Reporters Barton Gellman and Laura Poitras did write that "several" of the companies they reached out to before publication had denied knowledge of the program, but that did not cause them leave out that assertion at publication. Once the story broke, however, the companies went on the defensive, issuing very public denials that they were in on the plan. The denials were so stout that the paper seems to have walked back that small, but important aspect of the story. It appears the phrase "participate knowingly" has been removed from the piece and an explanatory paragraph added in that subtly acknowledges it may have been the result of a misunderstanding. There are no notes or indications on the Post website that the story had been altered. 

Given the fact that NSA acknowledges the PRISM program exists (and defends it as vital and useful) and the fact that tech companies claim so strongly to know nothing about it, it seems there's going to be some debate over the next few days about how exactly the program worked. There is also sure to be lots of fingerpointing and accusations that tech companies are either lying or foolish. (Everyone already thinks that about the government.) While the Director of National Intelligence has promised more information about how it was supposed to work, the squabble over logistics and responsibility is likely to overshadow the larger debate about whether this should be happening at all.

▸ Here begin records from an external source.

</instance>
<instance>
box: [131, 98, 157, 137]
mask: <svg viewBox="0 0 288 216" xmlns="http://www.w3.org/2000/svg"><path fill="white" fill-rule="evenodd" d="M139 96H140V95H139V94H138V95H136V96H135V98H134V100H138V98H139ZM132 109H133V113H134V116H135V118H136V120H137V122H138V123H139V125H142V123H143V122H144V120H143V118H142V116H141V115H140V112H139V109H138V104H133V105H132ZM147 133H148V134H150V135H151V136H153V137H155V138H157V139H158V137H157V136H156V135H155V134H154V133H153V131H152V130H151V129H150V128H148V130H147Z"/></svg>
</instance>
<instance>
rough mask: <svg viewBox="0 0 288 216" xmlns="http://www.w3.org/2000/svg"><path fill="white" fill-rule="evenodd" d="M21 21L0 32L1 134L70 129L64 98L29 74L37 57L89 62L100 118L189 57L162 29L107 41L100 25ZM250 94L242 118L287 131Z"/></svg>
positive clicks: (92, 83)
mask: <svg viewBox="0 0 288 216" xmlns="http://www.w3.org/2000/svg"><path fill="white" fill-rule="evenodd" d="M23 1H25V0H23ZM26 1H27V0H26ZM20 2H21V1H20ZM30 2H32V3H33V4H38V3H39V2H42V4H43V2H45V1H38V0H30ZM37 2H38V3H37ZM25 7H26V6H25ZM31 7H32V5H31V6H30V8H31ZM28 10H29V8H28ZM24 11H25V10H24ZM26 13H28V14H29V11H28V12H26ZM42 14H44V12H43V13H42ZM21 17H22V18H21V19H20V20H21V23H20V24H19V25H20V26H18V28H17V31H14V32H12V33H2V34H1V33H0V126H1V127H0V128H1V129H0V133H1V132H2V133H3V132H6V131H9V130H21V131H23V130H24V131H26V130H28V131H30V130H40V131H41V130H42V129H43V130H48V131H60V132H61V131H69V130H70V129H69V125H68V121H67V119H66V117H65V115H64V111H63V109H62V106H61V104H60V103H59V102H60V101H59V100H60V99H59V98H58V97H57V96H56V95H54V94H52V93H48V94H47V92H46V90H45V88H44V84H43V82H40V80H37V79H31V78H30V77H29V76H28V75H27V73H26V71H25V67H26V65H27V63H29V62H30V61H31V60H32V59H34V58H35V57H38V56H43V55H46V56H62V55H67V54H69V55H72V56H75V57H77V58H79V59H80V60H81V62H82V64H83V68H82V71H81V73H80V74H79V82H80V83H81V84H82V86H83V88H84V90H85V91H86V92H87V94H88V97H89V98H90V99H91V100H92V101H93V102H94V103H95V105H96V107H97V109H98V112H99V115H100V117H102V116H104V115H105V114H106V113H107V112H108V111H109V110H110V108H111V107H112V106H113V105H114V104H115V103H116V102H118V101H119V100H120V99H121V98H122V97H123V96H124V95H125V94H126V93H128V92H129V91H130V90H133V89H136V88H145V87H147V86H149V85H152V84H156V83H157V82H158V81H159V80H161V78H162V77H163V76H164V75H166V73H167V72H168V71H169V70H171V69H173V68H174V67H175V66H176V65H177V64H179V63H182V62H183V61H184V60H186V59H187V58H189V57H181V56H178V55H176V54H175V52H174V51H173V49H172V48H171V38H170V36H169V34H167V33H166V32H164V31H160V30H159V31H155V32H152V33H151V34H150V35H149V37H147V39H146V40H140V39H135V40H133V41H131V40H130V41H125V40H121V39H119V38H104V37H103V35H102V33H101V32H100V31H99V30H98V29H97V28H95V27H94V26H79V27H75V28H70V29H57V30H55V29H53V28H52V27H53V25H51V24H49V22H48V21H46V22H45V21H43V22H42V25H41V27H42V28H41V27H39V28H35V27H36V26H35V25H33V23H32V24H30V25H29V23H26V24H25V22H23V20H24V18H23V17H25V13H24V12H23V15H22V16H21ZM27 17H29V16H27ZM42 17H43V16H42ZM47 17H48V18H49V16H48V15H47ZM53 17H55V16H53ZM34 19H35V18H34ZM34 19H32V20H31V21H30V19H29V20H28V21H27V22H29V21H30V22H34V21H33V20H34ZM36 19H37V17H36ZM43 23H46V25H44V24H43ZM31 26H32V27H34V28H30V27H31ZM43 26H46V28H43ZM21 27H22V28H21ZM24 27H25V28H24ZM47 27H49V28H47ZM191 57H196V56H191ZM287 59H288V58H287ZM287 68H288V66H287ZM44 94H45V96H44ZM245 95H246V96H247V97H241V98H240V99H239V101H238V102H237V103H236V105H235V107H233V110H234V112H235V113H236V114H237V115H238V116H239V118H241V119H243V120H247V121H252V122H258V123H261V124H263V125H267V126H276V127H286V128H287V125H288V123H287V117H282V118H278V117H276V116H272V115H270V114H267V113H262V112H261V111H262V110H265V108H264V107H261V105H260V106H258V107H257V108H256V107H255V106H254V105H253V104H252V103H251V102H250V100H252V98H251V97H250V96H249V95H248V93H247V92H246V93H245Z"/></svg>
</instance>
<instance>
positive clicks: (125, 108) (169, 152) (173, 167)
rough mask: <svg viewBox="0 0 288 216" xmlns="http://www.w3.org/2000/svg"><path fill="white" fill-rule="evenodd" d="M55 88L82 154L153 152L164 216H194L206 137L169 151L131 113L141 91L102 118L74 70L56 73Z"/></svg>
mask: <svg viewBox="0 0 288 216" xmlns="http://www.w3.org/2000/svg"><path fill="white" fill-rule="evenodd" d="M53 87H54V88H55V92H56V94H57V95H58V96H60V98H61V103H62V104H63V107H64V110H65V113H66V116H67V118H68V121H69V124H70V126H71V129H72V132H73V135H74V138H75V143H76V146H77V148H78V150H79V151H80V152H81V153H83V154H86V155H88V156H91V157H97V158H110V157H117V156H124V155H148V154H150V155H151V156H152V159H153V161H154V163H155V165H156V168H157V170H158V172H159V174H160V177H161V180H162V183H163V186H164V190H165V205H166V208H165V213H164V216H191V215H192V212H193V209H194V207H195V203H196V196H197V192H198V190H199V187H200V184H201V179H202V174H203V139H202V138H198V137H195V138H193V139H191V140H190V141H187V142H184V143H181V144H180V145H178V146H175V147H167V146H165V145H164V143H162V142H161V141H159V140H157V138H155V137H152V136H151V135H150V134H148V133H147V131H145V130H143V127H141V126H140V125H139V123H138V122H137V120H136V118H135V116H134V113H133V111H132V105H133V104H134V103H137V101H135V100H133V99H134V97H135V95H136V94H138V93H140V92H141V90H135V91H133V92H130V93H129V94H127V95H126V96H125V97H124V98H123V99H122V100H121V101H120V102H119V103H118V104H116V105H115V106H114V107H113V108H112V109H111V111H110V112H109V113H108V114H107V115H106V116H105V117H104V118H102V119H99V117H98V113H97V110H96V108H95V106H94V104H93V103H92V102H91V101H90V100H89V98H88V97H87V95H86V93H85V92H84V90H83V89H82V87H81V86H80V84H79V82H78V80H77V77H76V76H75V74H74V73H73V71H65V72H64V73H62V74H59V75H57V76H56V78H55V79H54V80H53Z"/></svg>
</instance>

Finally, the Post was not the only paper to get caught changing their tune on the NSA story as it's been unfolding so quickly. The New York Times also rolled back their scathing editorial that attacked president's information "dragnet." (And that was originally written even before the Internet component was made known.) 

After grabbing everyone's attention with their assertion that "The administration has now lost all credibility," the paper later went back and amended this key pullquote to add "on this issue." As a web publication, we obviously appreciate the ability to edit stories on the fly (and this final version is the one that appears in today's paper), and the Times editorial page editor says the change was made for "clarity's sake," but it may play into the hands of Times critics who already believe its editorial board lives to carry water for the President. (Update: Even the Times's public editor thinks there's should have been an update to the editorial.)